On Nov. 3, 2015 I pointed out the investment fee explosion for the five NYC pension funds and the Comptroller's lame comments about the fees and the miserable performance of the pension funds. I also made the comment that I suspected "the Comptroller's Office was in shambles when it comes to accurate records of the payment of investment fees."
On Nov. 4, 2015 the Comptroller was quoted in P&I with a new story about why the fees are so high. It's no longer that the assets have increased or that they are being more comprehensive. The following is the the new excuse.
“Since we started the hard work of reforming the investment environment 22 months ago, we've uncovered layer after layer of Wall Street fees,” city Comptroller Scott Stringer said Wednesday in an e-mail. Mr. Stringer is the fiduciary for the five pension funds that make up the $162.9 billion retirement system.
“In our review of this year's financial report we've found even more charges — millions of dollars in 'incentive fees' — that had gone largely unreported in previous reports,” Mr. Stringer added.
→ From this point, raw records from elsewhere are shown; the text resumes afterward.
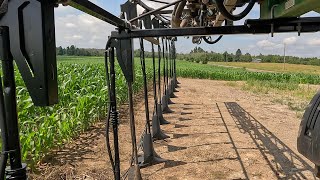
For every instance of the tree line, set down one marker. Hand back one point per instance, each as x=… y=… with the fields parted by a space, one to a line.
x=74 y=51
x=200 y=55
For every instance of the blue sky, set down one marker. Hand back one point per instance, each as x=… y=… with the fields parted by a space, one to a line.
x=82 y=30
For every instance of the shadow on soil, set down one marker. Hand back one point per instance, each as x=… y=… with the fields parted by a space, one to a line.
x=284 y=160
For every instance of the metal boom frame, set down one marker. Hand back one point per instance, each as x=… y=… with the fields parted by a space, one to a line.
x=39 y=70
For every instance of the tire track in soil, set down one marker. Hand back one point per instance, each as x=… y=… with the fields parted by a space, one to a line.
x=217 y=132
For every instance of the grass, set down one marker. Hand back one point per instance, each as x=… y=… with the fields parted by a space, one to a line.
x=83 y=97
x=276 y=67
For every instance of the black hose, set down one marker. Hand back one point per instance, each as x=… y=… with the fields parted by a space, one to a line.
x=3 y=126
x=237 y=17
x=212 y=42
x=108 y=114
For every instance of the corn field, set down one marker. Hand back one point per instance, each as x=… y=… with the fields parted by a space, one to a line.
x=83 y=99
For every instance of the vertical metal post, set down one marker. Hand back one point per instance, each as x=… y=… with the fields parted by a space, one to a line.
x=17 y=170
x=114 y=115
x=145 y=85
x=135 y=174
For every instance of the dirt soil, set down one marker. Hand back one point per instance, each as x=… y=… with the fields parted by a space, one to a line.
x=217 y=132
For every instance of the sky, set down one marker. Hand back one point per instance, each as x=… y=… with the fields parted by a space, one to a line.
x=76 y=28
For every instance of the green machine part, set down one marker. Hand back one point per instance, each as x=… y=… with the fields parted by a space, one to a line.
x=287 y=8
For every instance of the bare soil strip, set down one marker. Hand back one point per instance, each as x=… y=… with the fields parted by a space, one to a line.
x=217 y=132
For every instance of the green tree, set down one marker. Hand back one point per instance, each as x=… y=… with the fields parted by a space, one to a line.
x=238 y=55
“While we believe we've captured the bulk of the fee data, we will continue to refine our reporting and transparency processes until we have a complete picture of all fees and expenses paid,” said Eric Sumberg, a spokesman for Mr. Stringer, in an e-mail. “The comptroller has made transparency and fee disclosure priority issues for his administration.”
It has been clear for years that the investment fee problem is out of control. $522M is an obscene amount to pay for investing the assets of the five city pension funds. In the past I have been clear that 10 basis points should be the target level for fees.
Now this year we learn that the situation is worse ($705M) and not totally nailed down.
The obvious questions are:
- Now that the Comptroller has uncovered all these layers of fee, why hasn't he reported all the details?
- How did the fees go unreported in the first place?
- How were the unreported fees paid?
- how would you describe the unreported fees?
- Who received the unreported fees?
- What are the dollar amounts of the fees and the recipients?
- How do you know that you have found all the fees?
- Are the fees necessary given the miserable performance of the managers?
- How accurate is the 2014 CAFR which the Comptroller released last year?
- In general how reliable are any of the figures that the Comptroller has reported? Maybe this why the NYS DFS can never get the pension audits done. The black hole is too deep.
The final and most crucial question is, will the Comptroller release all the pension investment contracts to the public or will he continue to keep them secret and hidden from the public in spite of the fact that they are paid with taxpayer and employee money? When a contract has a clause that is prohibited by law, the contract is void. Of course, one of the parties must take action to void the contract.
Note: For the record the five funds do not have $162.9B in assets. They have $145.7B as of June 30, 2015. The TRS & BERS TDA's have $28.9B and the Police, Fire, and Correction Force VSFs' have $3.8B. The TDA and VSF funds are not available for covering the pension liabilities of the five funds. The Comptroller's Office always likes to quote the combined amounts but it is not accurate.
Note: Comptroller Stringer has been a trustee of NYCERS since 2006. Of course, he is not the only trustee.